History is having its revenge on Francis Fukuyama. In 1992, at the height of post-Cold War liberal exuberance, the American political theorist wrote in The End of History and the Last Man: “What we may be witnessing… is the end point of mankind’s ideological evolution and the universalisation of Western liberal democracy as the final form of human government.”
Twenty-six years later, from the US to Russia, Turkey to Poland, and Hungary to Italy, an Illiberal International is advancing. Fukuyama’s new book Identity: The Demand for Dignity and the Politics of Resentment (his ninth) seeks to grapple with these forces.

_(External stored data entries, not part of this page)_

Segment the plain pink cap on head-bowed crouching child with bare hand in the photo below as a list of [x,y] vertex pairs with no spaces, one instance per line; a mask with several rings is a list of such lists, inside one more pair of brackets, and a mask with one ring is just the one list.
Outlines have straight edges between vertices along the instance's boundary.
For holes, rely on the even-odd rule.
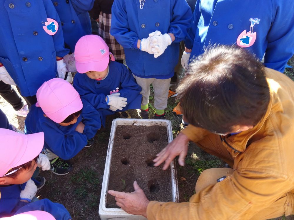
[[36,106],[41,107],[46,116],[56,123],[83,108],[80,95],[64,79],[54,78],[44,82],[36,95]]

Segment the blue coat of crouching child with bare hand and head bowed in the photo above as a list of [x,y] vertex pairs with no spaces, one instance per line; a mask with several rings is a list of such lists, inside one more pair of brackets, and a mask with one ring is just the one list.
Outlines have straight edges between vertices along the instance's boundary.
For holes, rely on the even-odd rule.
[[[41,108],[31,106],[26,116],[26,134],[44,132],[44,148],[48,148],[64,160],[73,158],[80,152],[87,140],[93,138],[101,127],[100,114],[86,100],[83,100],[82,114],[78,121],[69,126],[61,126],[49,118],[44,117]],[[83,133],[75,131],[78,123],[83,122],[85,128]]]

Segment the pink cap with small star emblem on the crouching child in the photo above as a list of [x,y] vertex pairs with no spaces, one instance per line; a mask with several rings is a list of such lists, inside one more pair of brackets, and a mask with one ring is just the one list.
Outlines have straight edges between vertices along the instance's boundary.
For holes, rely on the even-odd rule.
[[[93,34],[83,36],[78,40],[74,49],[76,70],[79,73],[102,72],[108,66],[110,54],[112,55],[101,37]],[[111,60],[114,61],[113,55]]]

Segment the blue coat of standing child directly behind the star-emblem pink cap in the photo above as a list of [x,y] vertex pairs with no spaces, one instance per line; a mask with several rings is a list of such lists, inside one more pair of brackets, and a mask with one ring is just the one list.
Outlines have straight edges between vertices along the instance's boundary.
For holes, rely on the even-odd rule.
[[84,35],[92,34],[88,11],[95,0],[51,0],[59,15],[64,42],[74,52],[76,42]]

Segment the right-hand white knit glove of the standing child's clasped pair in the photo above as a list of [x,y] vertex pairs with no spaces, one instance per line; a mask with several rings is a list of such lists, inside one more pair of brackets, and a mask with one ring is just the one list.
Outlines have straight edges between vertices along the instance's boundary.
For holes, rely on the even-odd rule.
[[[154,41],[156,39],[156,41]],[[161,34],[151,38],[151,48],[153,48],[154,58],[159,57],[171,45],[171,36],[169,34]]]

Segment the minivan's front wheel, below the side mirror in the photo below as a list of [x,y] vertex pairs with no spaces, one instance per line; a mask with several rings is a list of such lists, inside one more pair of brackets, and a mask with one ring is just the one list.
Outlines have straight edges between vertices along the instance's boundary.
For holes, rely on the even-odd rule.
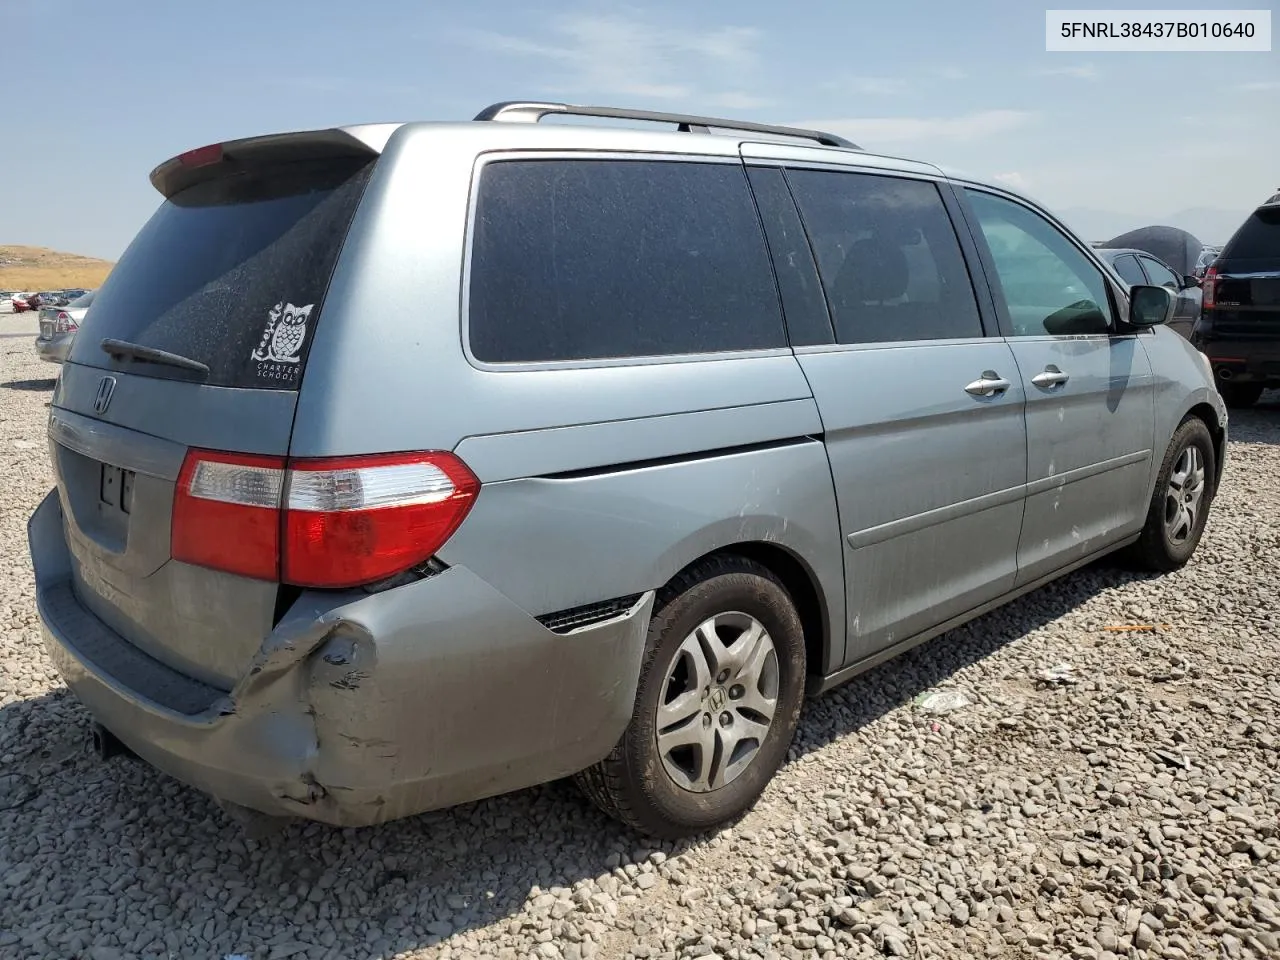
[[1192,558],[1217,493],[1216,477],[1213,438],[1203,420],[1188,417],[1165,452],[1142,535],[1126,552],[1132,566],[1170,572]]

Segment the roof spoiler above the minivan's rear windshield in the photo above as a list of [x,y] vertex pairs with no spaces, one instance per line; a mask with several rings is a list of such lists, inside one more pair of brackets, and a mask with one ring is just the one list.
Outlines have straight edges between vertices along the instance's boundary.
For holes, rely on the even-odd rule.
[[396,123],[334,127],[210,143],[165,160],[151,172],[151,186],[168,200],[196,183],[223,177],[241,164],[376,156],[397,127]]

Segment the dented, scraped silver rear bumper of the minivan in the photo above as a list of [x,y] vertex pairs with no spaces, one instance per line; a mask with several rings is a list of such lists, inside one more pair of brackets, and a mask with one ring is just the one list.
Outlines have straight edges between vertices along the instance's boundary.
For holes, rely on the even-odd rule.
[[653,594],[556,634],[452,567],[381,594],[307,593],[227,692],[74,596],[56,492],[28,522],[45,645],[143,760],[268,814],[364,826],[575,773],[622,735]]

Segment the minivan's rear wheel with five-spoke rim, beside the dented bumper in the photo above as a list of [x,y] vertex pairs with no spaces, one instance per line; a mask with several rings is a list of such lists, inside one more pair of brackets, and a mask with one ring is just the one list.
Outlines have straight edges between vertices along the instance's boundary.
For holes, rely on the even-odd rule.
[[782,764],[804,677],[804,630],[781,581],[742,557],[701,561],[659,594],[631,723],[576,781],[650,836],[728,823]]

Fukuyama, who studied political philosophy under Allan Bloom, the author of The Closing of the American Mind, at Cornell University, initially identified with the neoconservative movement: he was mentored by Paul Wolfowitz while a government official during the Reagan-Bush years. But by late 2003, Fukuyama had recanted his support for the Iraq war, which he now regards as a defining error alongside financial deregulation and the euro’s inept creation. “These are all elite-driven policies that turned out to be pretty disastrous, there’s some reason for ordinary people to be upset.”
“At this juncture, it seems to me that certain things Karl Marx said are turning out to be true. He talked about the crisis of overproduction… that workers would be impoverished and there would be insufficient demand.” Yet the only plausible systemic rival to liberal democracy, Fukuyama said, was not socialism but China’s state capitalist model.